System Design: Pub/Sub Messaging Pattern
The publish-subscribe pattern fundamentally changes how components communicate. Instead of service A directly calling service B (request-response), service A publishes an event to a topic, and any...
Key Insights
- Pub/Sub decouples producers from consumers, enabling independent scaling and deployment, but introduces complexity around message ordering, delivery guarantees, and debugging distributed flows.
- Choose your delivery semantics deliberately: at-least-once delivery with idempotent handlers is the pragmatic default for most systems; exactly-once is expensive and often unnecessary.
- The right pub/sub technology depends on your throughput requirements, ordering guarantees, and operational capacity—Redis for simplicity, Kafka for scale, managed services for reduced ops burden.
Introduction to Pub/Sub
The publish-subscribe pattern fundamentally changes how components communicate. Instead of service A directly calling service B (request-response), service A publishes an event to a topic, and any interested services subscribe to receive it. The publisher doesn’t know or care who’s listening.
This inversion matters. In request-response, the caller must know the callee’s address, handle its failures, and wait for its response. With pub/sub, the publisher fires and forgets. Subscribers can be added, removed, or scaled without touching publisher code.
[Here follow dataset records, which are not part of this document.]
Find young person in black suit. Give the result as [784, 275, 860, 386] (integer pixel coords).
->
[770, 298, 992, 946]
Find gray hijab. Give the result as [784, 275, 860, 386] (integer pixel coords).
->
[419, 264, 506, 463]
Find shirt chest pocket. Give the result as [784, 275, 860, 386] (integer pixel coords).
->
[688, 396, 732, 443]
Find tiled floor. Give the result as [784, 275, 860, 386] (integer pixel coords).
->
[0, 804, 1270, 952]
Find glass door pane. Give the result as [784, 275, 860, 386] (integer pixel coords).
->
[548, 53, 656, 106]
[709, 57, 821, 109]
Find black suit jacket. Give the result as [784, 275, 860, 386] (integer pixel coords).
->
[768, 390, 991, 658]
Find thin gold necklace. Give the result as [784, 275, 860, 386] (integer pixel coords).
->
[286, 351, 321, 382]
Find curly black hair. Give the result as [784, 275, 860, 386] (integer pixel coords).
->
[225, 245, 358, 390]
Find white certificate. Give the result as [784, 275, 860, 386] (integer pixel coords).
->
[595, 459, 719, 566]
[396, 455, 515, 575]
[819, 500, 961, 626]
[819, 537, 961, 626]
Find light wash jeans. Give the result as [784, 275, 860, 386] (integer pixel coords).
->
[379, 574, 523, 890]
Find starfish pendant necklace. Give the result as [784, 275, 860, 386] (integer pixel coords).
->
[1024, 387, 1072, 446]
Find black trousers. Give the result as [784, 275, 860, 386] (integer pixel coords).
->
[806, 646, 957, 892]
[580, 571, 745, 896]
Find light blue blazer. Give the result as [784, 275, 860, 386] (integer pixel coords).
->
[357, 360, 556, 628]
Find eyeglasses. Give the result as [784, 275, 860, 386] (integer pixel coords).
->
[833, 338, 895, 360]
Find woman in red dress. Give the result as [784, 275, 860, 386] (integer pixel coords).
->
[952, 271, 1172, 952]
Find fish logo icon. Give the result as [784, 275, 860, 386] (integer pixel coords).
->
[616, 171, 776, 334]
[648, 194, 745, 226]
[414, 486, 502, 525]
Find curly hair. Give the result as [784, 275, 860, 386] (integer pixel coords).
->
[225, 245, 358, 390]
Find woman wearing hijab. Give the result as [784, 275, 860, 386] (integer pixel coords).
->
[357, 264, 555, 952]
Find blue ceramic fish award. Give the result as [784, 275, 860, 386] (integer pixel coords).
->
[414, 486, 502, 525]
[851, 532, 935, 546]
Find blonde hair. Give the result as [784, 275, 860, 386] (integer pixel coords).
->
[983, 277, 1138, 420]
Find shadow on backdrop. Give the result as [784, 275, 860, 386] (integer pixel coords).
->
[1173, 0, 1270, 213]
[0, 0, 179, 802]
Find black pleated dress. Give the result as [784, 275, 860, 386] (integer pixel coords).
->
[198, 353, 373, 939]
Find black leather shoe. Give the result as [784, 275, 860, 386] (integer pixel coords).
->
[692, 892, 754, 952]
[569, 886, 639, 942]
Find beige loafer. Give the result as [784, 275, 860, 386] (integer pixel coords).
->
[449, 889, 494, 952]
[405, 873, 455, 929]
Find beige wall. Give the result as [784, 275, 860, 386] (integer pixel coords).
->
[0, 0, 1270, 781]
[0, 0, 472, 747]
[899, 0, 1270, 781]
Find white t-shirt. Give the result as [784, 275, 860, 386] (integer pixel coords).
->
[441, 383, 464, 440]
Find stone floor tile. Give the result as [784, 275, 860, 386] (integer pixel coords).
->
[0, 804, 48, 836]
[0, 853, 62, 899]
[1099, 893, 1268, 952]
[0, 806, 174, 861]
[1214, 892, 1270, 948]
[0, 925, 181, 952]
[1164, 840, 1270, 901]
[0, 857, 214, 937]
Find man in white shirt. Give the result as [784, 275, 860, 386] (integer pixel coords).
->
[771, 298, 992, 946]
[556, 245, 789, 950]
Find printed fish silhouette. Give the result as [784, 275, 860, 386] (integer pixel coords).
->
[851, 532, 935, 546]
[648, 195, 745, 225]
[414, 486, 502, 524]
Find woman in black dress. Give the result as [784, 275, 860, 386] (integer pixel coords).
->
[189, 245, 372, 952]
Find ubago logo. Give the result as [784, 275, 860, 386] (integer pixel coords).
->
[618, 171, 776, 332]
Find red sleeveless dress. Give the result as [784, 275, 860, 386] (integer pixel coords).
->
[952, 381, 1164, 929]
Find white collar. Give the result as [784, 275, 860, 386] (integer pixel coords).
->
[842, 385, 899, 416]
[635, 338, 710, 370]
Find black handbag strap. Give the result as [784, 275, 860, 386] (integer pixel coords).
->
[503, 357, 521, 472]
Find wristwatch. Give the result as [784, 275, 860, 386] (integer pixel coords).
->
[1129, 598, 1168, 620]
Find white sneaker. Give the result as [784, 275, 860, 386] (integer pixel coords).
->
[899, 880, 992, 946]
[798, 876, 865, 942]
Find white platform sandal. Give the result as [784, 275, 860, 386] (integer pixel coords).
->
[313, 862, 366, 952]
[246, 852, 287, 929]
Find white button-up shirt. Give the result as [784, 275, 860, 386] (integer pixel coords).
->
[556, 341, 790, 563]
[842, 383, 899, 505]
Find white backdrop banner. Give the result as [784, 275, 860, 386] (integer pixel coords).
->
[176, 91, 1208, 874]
The trade-off is visibility. When service A calls service B, you can trace the request. When service A publishes “OrderCreated” and services B, C, and D react, understanding system behavior requires distributed tracing and careful logging. Pub/sub trades direct control for flexibility.
Core Components & Architecture
Every pub/sub system has three actors:
Publishers produce messages without knowledge of subscribers. They send messages to topics (or channels, or exchanges—terminology varies by system).
Message Broker receives messages from publishers, stores them (durably or transiently), and routes them to subscribers. The broker is the decoupling layer. Popular brokers include Kafka, RabbitMQ, and Redis.
Subscribers register interest in specific topics and receive matching messages. They can filter messages, process them synchronously or asynchronously, and acknowledge receipt.
The architecture looks like this: Publishers connect to the broker and push messages to named topics. The broker maintains subscriber registrations and either pushes messages to subscribers or allows them to pull. Subscribers process messages and acknowledge completion.
// Core pub/sub abstractions
interface Message<T = unknown> {
id: string;
topic: string;
payload: T;
timestamp: Date;
metadata: Record<string, string>;
}
interface Publisher {
publish<T>(topic: string, payload: T, metadata?: Record<string, string>): Promise<void>;
}
interface Subscriber {
subscribe<T>(
topic: string,
handler: (message: Message<T>) => Promise<void>
): Promise<Subscription>;
}
interface Subscription {
unsubscribe(): Promise<void>;
}
// Message acknowledgment for reliable delivery
interface AcknowledgeableMessage<T> extends Message<T> {
ack(): Promise<void>;
nack(requeue?: boolean): Promise<void>;
}
These interfaces capture the essential contract. Publishers don’t return responses—they confirm the broker received the message. Subscribers receive messages with enough context to process them and signal completion.
When to Use Pub/Sub
Pub/sub shines in specific scenarios:
Event-driven architectures: When actions in one service should trigger reactions in others. Order placed? Notify inventory, shipping, and analytics services via a single published event.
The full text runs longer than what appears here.